Parmi les autres difficultés à considérer, il faut également prendre en compte la compatibilité des matériaux avec le Li. Certains sont proscrits, comme l’aluminium qui a tendance à se dissoudre facilement à son contact. La problématique de la corrosion par les métaux liquides est bien connue du SCCME (Service de la Corrosion et du Comportement des Matériaux dans leur Environnement) de l’institut des sciences appliquées et de la simulation au CEA. L’expérience de cette unité de recherche est grande dans le domaine des métaux liquides, notamment sodium, eutectique Pb-Bi ou eutectique Pb-Li. Ces acquis sont utilisables vis-à-vis de spécificités du Li et ce support est précieux dans le développement du projet. Les seuls matériaux en contact avec le Li dans la boucle sont, dans la configuration actuelle, des aciers inoxydables, y compris les joints situés dans les brides.
La toute première phase du plan de développement du projet SATELIT (phase 0) a été réalisée en dehors de toute contrainte nucléaire, l’objectif étant de mettre en service et maitriser la circulation du Li dans une boucle en acier. Celle-ci a débuté il y a un an par les premières commandes d’instrumentation pour montrer ses premiers résultats le 21 octobre dernier, avec une circulation pleinement opérationnelle de la boucle liquide durant 3 heures.
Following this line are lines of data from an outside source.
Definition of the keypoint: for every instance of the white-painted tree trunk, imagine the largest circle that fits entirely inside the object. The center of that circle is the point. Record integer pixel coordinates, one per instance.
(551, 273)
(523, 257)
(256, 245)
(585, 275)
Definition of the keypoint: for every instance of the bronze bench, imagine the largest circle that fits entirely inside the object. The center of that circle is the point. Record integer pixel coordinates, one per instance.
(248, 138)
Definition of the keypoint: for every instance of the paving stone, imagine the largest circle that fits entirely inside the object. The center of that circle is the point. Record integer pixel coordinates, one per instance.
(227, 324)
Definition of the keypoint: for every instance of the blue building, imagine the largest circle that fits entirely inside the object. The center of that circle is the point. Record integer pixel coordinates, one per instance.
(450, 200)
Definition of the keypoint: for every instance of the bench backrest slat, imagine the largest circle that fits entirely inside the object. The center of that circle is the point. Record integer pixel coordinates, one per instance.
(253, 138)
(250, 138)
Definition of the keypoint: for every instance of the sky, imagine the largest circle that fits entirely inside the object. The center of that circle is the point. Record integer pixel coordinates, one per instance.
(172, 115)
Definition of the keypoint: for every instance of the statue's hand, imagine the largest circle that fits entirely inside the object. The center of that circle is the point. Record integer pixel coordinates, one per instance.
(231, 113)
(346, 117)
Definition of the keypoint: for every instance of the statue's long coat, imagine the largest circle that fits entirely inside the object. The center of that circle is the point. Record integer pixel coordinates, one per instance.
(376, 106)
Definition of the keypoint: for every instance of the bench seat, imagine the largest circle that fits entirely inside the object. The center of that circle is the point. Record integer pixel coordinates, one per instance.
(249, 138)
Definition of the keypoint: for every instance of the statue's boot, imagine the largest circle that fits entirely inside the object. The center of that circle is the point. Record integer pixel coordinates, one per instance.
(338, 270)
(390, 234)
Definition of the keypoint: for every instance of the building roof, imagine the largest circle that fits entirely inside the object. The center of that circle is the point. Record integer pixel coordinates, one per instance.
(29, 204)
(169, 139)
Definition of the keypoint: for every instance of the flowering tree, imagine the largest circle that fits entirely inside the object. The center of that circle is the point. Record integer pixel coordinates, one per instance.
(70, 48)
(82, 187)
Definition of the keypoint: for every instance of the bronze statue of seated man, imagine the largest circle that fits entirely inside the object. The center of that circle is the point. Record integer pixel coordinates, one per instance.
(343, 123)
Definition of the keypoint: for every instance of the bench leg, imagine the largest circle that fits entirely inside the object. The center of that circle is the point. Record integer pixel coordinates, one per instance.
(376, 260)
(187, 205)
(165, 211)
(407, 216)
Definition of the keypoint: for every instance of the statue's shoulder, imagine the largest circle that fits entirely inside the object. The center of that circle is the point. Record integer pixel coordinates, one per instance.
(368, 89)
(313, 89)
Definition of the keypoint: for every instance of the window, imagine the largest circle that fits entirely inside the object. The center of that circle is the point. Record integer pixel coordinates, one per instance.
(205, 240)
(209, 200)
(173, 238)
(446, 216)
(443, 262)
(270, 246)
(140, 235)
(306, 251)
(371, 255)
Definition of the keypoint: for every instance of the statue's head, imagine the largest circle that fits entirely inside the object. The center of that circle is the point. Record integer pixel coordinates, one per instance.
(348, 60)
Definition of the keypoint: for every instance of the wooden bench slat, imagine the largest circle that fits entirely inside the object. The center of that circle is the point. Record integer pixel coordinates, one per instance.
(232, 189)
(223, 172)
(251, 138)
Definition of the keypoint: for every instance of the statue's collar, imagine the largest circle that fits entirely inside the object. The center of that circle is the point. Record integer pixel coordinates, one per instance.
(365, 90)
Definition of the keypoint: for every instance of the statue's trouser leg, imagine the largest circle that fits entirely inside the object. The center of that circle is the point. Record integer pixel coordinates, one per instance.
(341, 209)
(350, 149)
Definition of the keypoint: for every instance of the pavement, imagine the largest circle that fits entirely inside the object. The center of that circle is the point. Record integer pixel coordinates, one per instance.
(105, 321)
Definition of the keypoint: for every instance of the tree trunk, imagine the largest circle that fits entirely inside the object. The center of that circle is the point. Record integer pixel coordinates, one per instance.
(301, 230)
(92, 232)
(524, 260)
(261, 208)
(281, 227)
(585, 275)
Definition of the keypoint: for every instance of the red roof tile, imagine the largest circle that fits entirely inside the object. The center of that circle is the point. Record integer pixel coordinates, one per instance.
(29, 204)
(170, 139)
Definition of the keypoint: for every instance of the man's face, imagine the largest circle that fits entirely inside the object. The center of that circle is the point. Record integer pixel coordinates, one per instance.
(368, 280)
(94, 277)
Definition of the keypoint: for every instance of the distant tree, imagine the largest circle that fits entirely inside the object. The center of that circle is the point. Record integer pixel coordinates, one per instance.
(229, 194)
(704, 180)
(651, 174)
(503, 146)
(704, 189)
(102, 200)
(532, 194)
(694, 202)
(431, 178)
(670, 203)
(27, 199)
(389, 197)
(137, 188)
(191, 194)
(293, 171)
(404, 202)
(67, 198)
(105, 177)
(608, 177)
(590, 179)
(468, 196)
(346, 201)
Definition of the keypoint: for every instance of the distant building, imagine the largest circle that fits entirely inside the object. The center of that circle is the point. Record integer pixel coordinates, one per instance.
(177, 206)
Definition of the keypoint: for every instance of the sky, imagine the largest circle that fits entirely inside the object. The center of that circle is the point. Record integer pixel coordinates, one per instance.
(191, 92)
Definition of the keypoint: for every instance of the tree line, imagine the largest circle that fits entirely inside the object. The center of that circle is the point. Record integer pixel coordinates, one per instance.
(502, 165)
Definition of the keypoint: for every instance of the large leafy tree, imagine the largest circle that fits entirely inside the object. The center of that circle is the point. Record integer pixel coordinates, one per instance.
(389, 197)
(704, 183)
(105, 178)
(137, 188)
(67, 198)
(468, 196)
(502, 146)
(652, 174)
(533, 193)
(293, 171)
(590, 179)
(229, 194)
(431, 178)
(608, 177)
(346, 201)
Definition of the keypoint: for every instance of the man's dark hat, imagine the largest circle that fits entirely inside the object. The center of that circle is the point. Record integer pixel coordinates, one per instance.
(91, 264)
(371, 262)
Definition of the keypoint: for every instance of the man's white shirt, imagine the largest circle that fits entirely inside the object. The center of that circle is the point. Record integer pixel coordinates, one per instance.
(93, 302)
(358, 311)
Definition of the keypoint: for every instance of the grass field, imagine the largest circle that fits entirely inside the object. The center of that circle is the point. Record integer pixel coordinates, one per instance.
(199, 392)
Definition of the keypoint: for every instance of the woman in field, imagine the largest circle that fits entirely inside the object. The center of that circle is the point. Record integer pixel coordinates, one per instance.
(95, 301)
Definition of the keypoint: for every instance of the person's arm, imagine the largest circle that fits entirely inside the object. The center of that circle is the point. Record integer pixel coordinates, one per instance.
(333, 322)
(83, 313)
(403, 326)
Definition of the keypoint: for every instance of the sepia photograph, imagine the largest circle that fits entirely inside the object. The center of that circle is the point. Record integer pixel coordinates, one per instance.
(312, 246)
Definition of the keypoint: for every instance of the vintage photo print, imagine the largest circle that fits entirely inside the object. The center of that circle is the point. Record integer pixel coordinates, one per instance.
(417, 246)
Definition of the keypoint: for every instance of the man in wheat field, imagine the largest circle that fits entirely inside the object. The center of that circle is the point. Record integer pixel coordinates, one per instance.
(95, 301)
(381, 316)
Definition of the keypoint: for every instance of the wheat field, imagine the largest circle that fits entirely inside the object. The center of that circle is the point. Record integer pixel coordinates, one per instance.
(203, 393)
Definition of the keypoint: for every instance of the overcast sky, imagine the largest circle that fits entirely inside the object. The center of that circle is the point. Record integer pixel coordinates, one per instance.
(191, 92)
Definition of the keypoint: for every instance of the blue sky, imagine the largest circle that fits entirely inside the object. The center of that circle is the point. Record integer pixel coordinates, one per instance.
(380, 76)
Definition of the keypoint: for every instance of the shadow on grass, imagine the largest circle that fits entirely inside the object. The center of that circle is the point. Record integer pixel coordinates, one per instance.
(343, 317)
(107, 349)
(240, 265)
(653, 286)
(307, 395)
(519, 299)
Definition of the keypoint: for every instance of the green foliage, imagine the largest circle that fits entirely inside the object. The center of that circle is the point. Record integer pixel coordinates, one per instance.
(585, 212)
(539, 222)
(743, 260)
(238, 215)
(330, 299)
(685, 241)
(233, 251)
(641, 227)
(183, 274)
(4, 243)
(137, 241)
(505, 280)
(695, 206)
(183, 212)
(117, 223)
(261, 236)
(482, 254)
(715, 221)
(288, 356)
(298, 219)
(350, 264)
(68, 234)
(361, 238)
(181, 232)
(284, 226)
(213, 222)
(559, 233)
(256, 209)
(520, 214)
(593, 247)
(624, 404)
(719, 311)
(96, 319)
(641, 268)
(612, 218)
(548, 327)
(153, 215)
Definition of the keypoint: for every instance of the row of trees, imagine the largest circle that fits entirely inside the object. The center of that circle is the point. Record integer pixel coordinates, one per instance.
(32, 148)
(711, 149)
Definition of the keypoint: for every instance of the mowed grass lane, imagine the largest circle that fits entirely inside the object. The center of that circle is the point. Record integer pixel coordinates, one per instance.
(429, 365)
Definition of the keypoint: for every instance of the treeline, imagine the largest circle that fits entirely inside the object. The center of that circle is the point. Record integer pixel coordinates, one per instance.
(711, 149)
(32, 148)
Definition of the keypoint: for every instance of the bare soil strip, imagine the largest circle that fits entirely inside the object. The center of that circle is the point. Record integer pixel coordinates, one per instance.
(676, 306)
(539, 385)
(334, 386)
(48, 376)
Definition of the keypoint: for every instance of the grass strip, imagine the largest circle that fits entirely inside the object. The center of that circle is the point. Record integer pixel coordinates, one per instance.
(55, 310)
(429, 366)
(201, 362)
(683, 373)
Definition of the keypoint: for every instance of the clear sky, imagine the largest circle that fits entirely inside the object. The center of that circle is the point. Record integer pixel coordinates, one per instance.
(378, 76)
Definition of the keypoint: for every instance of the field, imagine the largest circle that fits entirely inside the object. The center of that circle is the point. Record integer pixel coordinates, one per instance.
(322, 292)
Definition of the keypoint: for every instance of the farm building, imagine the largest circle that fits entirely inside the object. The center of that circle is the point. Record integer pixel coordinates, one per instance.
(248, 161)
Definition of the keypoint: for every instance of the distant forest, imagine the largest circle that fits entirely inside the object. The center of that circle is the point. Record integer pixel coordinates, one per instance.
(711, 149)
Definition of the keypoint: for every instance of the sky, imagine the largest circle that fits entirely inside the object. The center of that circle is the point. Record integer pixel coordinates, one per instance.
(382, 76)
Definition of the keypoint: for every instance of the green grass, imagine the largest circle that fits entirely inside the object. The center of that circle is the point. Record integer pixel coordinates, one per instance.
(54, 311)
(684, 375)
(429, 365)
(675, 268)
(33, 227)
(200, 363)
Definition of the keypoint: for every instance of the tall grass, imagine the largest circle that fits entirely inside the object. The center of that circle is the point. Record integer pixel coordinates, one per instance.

Cette configuration de l’équipement va nous permettre maintenant de caractériser l’instrumentation associée, en particulier la pompe électromagnétique, les débitmètres, les dépôts de vapeur de Li et possiblement les premiers effets de la corrosion.
La phase suivante (phase 1) verra cette même boucle implantée auprès de l’accélérateur IPHI pour les premiers tests de production de neutrons au cours du second semestre 2022. La radioprotection et la maîtrise du risque incendie seront assurées par un blindage et une enceinte « double peau » sous vide spécifiques.